Risk Assessment and Reduction
For each of the identified projects risks, a detailed analysis is carried out. Steps are taken to reduce the risks. For example, if there is a risk that the requirements are inappropriate, a prototype system may be developed.
Development and Validation
After risks evaluation, a development model for the system is then chosen. For example, if the user interface risks are dominant, an appropriate development model might be evolutionary prototyping. If safety risks are the main consideration, development based on formal transformations may be the most appropriate and so on. The waterfall model may be the most appropriate development if the main identified risk is sub-system integration.
Planning
The project is reviewed and a decision made whether to continue with a further loop of the spiral. If it is decided to continue, plans are drawn up for the next phase of the project.
The important distinction between the spiral model and the other software process models is the explicit consideration of risk on the spiral model.

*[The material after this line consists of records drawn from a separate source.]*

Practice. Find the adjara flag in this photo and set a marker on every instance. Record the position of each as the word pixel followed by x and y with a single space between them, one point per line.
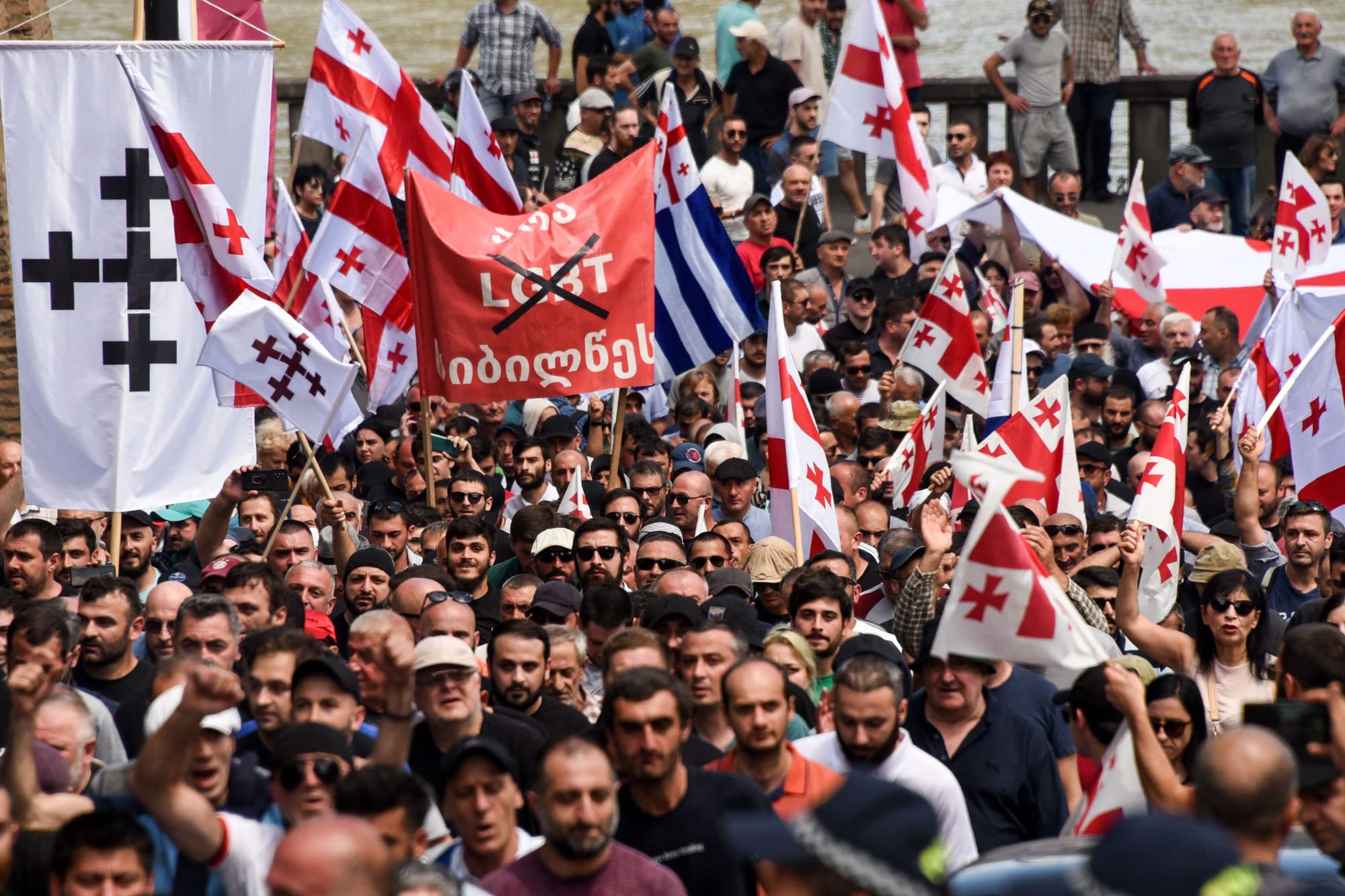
pixel 553 303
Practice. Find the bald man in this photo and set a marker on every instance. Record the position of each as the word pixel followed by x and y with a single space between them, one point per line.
pixel 332 854
pixel 1247 782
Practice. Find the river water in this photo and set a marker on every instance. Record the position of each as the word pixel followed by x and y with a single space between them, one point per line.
pixel 424 34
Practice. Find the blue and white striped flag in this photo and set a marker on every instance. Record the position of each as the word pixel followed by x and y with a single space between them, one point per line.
pixel 704 298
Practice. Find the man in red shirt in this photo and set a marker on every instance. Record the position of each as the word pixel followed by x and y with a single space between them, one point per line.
pixel 759 218
pixel 902 19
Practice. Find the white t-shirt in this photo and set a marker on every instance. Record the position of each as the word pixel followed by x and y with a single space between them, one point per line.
pixel 917 771
pixel 731 188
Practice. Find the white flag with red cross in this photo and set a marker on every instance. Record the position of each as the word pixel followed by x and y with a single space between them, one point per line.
pixel 1315 416
pixel 1040 438
pixel 481 174
pixel 870 112
pixel 1137 259
pixel 922 447
pixel 219 259
pixel 797 456
pixel 944 342
pixel 356 84
pixel 311 300
pixel 256 343
pixel 1303 222
pixel 1161 503
pixel 575 502
pixel 1003 603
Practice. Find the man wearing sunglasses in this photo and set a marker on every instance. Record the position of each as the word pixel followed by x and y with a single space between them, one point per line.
pixel 601 549
pixel 309 759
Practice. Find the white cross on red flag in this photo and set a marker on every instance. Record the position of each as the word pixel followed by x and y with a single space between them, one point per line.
pixel 1161 503
pixel 1003 604
pixel 870 112
pixel 1137 259
pixel 1315 416
pixel 1303 222
pixel 798 460
pixel 354 84
pixel 921 447
pixel 1040 438
pixel 481 174
pixel 944 342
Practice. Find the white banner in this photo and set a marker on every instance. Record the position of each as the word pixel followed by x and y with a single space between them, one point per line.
pixel 115 412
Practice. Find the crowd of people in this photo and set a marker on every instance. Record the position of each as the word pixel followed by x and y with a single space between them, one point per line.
pixel 436 682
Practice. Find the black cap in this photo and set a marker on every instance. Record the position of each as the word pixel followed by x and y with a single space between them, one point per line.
pixel 310 737
pixel 687 48
pixel 735 469
pixel 463 749
pixel 333 667
pixel 738 615
pixel 1094 451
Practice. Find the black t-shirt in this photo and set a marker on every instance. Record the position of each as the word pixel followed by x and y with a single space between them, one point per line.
pixel 762 100
pixel 116 689
pixel 520 737
pixel 688 840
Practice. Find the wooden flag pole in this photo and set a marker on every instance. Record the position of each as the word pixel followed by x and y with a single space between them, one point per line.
pixel 1016 349
pixel 614 471
pixel 115 541
pixel 798 525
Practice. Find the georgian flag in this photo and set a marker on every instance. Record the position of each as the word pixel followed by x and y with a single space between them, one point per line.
pixel 922 447
pixel 944 342
pixel 481 174
pixel 870 112
pixel 356 84
pixel 1137 259
pixel 798 460
pixel 1003 604
pixel 1161 503
pixel 1303 222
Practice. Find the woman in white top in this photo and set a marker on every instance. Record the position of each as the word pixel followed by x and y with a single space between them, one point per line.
pixel 1227 657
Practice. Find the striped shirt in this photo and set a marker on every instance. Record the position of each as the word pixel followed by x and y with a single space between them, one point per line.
pixel 508 42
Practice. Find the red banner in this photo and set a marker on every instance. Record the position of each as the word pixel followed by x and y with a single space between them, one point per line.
pixel 552 303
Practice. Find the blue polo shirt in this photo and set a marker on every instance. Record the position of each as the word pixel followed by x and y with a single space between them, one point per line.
pixel 1007 771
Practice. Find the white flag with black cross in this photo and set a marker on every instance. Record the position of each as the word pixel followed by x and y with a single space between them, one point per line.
pixel 116 413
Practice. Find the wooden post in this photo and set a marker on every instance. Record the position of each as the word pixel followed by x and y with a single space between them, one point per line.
pixel 614 471
pixel 115 541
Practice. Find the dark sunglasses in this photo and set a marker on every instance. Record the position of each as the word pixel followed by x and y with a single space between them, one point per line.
pixel 325 770
pixel 646 564
pixel 1175 728
pixel 1222 604
pixel 606 552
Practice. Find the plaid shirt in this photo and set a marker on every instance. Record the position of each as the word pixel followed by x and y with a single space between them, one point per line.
pixel 917 604
pixel 508 45
pixel 1093 28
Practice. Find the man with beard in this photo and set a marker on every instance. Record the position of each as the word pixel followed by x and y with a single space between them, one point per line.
pixel 822 610
pixel 870 705
pixel 576 802
pixel 33 560
pixel 518 655
pixel 758 702
pixel 601 549
pixel 110 620
pixel 467 557
pixel 668 809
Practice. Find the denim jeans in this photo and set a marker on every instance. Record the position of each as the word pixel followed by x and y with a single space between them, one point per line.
pixel 1237 185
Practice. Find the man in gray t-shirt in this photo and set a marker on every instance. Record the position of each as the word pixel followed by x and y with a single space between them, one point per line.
pixel 1046 69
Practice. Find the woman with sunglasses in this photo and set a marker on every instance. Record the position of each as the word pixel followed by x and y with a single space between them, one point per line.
pixel 1165 725
pixel 1227 655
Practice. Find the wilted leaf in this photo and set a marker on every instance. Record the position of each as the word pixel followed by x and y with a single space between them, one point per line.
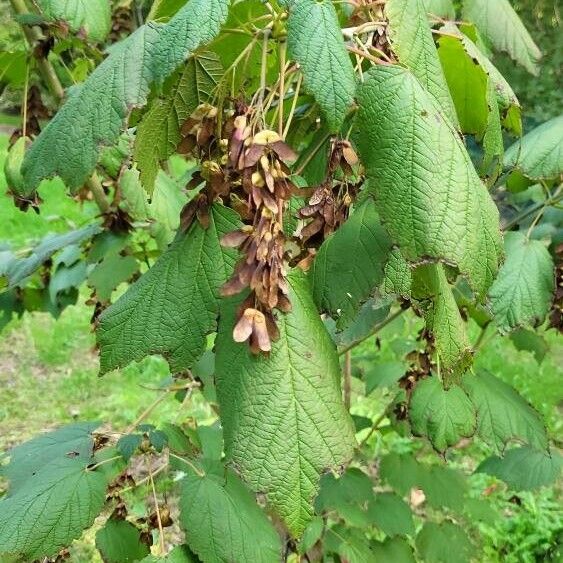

Informally, risk is simply something which can go wrong.
A cycle of the spiral begins by elaborating objectives such as performance, functionality, etc. Alternative ways of achieving these objectives and the constraints imposed on each of these alternatives are then enumerated. Each alternative is assessed against each objective. This is usually results in the identification of the sources of projects risk.
The next step is to evaluate these risks by activities such as more detailed analysis, prototyping, simulation, etc. Once risks have been assessed, some development is carried out and this is followed by a planning activity for the next phase of the process.
There are no fixed phases such as specification or design in the spiral model. The spiral model encompasses other process models. Prototyping may be used in one spiral to resolve requirements uncertainties and hence reduce risks. This may be followed by a conventional waterfall development. Formal transformation may be used to develop those parts of the system with security requirements.
Advantages
The model tries to resolve all possible risks involved in the project starting with the highest risk.
End users get a chance to see the product early in life cycle.
With each phase as product is refined after customer feedback, the model ensures a good quality product.
The model makes use of techniques like reuse, prototyping and component based design.
Disadvantages
The model requires expertise in risk management and excellent management skills.
The model is not suitable for small projects as cost of risk analysis may exceed the actual cost of the project.
Different persons involved in the project may find it complex to use.
Spiral model is generally used for large projects with medium to high risk because in small projects it is possible that cost of risk analysis may exceed the actual cost of project. In other words, Spiral model is a practical approach for solving large scale software development related problems.
This can also be used if requirements of the project are very complex or if the company is planning to introduce new technologies. Some areas where Spiral model is successfully used are decision support system, defense, aerospace and large business projects.